この作品には二つの驚きの瞬間がある。一つは少年の正体について読者が知ることになる瞬間だ。少年が遠く離れた場所の様子を知ることが出来るという事実から、はじめ読者は彼が単純に超能力のような力を兼ね備えた人間であるように錯覚してしまうが、実は人間として欠損した部分のあることが終盤になって見て取れる。そこで初めて少年の目的を知ることになり、このおぞましい出来事そのものにギョッとすることになる。少年の姿の衝撃に思わず目を奪われてしまうだろうけれども、注意深く読んだならばこの時点である疑問を抱いていていいはずだ。すなわち、少年は自分の念頭にある対象が猫であるという事実に気づいていなかったんじゃないだろうかということだ。先に説明したように、彼は遠く離れた場所のことを把握したうえで心のつぶやきを読者に対して披露するんだけれども、「猫」という言葉は実は一度も使っていない。知らなかったと解釈するのが妥当だろう。次の驚きの瞬間、すなわち彼の取り乱した身振りと表情がその証拠だ。したがって、最初の驚きの前提となっている表現、すなわち左のページにおいて延々と同じ絵を使いまわしたことが、次の驚きを増幅させる仕組みになっていると言える。
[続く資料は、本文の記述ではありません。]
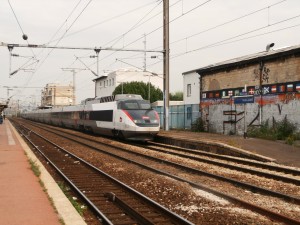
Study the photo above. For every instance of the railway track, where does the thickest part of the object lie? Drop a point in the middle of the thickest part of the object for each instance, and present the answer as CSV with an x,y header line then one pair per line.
x,y
275,172
113,201
264,211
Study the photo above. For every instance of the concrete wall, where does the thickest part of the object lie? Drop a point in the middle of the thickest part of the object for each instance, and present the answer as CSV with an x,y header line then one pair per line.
x,y
218,112
193,80
223,116
277,71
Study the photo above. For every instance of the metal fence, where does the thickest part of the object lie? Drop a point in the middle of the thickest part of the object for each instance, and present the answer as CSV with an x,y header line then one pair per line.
x,y
180,116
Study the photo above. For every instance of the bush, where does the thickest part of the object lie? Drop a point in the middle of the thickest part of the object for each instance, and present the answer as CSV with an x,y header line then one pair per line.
x,y
198,125
282,130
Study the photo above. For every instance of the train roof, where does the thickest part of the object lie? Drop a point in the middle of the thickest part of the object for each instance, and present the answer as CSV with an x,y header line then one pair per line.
x,y
113,98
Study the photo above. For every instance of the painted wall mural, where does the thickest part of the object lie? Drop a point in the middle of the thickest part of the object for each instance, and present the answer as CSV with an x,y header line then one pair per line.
x,y
283,101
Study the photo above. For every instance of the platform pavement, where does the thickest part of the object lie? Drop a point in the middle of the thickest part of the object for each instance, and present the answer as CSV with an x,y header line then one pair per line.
x,y
22,199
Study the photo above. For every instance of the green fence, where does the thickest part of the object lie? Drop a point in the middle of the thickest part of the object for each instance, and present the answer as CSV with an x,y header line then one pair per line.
x,y
180,116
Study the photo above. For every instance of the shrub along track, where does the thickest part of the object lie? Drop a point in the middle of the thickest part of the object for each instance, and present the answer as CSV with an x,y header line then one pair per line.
x,y
201,211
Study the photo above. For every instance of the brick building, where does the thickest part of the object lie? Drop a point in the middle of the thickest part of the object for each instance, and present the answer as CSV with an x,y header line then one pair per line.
x,y
251,90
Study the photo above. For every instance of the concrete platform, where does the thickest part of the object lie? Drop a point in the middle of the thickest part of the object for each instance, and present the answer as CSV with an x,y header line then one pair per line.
x,y
22,198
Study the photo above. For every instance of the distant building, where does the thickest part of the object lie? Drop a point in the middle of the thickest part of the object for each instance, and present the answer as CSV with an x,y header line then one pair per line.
x,y
249,90
105,85
56,95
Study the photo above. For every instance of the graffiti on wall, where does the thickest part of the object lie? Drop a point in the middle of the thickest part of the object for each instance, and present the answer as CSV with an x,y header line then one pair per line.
x,y
280,101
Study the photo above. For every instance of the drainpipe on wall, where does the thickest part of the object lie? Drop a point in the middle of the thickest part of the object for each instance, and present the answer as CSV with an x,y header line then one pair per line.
x,y
261,66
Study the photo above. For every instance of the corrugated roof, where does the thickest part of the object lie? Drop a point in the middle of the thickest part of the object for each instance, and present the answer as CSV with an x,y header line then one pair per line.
x,y
253,58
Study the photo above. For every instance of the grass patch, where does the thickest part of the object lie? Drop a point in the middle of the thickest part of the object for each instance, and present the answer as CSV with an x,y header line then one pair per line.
x,y
281,130
35,168
80,208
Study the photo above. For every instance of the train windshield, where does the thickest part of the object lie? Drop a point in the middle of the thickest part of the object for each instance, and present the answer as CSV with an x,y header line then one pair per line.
x,y
134,105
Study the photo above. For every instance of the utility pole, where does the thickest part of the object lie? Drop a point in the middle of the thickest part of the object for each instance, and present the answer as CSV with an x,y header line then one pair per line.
x,y
166,54
74,71
97,50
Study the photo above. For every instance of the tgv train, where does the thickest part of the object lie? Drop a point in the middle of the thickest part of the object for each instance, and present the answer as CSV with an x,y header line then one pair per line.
x,y
125,116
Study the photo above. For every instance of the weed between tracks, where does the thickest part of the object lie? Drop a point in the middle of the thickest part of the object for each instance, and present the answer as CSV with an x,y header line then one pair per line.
x,y
36,170
77,205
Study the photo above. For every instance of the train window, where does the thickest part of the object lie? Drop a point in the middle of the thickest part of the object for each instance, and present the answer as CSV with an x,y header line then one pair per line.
x,y
133,104
145,105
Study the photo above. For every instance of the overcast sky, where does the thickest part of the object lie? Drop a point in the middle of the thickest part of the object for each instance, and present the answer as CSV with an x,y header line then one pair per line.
x,y
201,33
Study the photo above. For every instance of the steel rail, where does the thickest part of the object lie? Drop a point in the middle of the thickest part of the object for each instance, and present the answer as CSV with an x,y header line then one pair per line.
x,y
174,216
250,206
234,167
277,168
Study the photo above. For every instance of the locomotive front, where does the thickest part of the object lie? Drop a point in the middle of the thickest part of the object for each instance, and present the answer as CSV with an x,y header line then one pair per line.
x,y
141,121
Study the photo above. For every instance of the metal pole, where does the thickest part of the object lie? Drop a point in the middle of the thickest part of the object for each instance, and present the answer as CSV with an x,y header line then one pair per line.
x,y
10,48
97,50
149,88
74,87
166,64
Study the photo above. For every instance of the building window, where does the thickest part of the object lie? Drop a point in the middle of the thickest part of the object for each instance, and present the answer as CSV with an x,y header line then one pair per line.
x,y
189,90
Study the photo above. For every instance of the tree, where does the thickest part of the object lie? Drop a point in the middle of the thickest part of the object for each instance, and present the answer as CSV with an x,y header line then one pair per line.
x,y
140,88
177,96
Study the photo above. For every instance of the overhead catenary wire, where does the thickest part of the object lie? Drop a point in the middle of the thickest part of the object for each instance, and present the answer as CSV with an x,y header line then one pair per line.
x,y
223,24
106,20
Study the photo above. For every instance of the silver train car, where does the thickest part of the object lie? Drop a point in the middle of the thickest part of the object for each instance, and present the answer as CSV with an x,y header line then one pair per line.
x,y
125,116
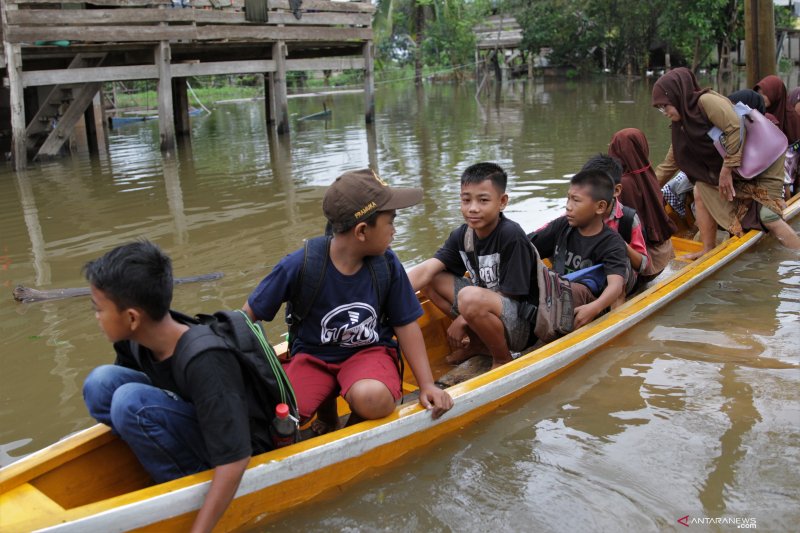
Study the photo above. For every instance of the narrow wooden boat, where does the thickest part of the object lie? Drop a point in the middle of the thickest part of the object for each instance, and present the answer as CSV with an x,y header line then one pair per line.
x,y
90,481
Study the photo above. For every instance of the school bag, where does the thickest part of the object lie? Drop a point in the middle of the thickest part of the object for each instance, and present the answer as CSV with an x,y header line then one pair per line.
x,y
552,315
234,331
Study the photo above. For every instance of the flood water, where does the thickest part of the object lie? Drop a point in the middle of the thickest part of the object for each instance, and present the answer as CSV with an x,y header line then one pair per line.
x,y
695,412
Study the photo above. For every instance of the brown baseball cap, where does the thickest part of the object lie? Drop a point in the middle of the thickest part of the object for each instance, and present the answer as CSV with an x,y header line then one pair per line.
x,y
357,194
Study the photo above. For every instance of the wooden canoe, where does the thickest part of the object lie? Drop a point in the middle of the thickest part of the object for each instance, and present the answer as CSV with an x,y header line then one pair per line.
x,y
90,481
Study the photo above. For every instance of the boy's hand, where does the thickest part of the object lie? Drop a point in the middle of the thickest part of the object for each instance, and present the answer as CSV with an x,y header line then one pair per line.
x,y
435,399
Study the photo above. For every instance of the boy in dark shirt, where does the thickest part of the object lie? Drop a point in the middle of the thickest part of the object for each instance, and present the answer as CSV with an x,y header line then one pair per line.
x,y
485,306
342,346
214,423
580,239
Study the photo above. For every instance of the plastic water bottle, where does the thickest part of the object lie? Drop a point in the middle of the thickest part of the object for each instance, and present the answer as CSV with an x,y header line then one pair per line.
x,y
283,427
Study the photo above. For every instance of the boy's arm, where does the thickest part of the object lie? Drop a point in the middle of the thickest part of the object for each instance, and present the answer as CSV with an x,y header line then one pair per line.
x,y
413,345
223,487
422,274
614,289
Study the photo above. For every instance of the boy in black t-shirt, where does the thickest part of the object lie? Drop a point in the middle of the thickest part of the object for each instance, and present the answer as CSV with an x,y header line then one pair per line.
x,y
496,253
213,423
580,239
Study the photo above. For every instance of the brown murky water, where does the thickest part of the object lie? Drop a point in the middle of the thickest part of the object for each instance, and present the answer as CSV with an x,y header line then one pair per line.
x,y
694,413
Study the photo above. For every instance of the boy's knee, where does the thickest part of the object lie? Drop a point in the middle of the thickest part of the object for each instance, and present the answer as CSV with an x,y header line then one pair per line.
x,y
370,399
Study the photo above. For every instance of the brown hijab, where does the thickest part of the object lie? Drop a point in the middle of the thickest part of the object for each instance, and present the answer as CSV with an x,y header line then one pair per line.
x,y
788,119
693,149
639,184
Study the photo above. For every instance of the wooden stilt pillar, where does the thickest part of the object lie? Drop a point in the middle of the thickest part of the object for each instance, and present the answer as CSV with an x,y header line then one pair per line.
x,y
180,105
95,125
369,83
269,99
19,153
759,28
279,87
166,115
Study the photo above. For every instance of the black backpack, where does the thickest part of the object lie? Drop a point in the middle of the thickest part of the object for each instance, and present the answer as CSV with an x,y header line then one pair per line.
x,y
234,331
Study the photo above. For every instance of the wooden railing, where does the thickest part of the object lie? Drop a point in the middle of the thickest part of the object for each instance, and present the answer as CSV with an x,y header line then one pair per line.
x,y
202,20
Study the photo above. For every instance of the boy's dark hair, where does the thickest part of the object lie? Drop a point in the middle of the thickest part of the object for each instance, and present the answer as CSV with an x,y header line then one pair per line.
x,y
597,181
480,172
134,275
605,163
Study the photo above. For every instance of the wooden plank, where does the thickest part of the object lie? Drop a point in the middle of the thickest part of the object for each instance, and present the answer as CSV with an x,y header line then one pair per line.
x,y
323,5
166,114
321,19
121,34
281,105
326,63
108,3
59,17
絵は左のページが簡略化された筆致で描かれ、奥のほうから強い光が射していることを反映してほとんど影絵のようにディテールを曖昧にしたまま終始している。対照的に右側のページはメビウスの緻密な筆致で描かれ、左側のページで足りない情報を補うべく読者の凝視を誘うようになっている。つまり、この漫画の左右のページはそれぞれウエハースとアイスクリームのような関係になっていて、それを初めから終わりまで繰り返していることになる。メビウスの画力を活かすアイデアには違いない。しかし、作中でおそらく最も鮮烈で異様なものに違いないイメージは実は描かれていない。すなわち、結末で少年が見たものは実際には描かれず、言葉でも語られていない。与えられた設定から読者が想像するにまかせるということをやっている。これだけ大判の紙を使い、余白もあり余っているというのになんてもったいぶったことをしてるんだろうと愚痴りたくならないこともない。もっとも、作者が具体的なイメージを頭に描いていたかどうかはわからないが。

結論としては、作者の意図したところを自分なりに理解して堪能したうえでも、お世辞にも満足したとは言えない。こういうのは一回読めばじゅうぶんだよと思う。この大判といい、ストーリー性を棚上げした詩のような作風といい、効果の割にずいぶんと大げさで示威的なことをやっているように感じられてならない。メビウスが新しくページを仕上げるたび、ホドロフスキーは往復60マイルを行き来して観に行ったというが、僕には到底理解できそうにない境地だ。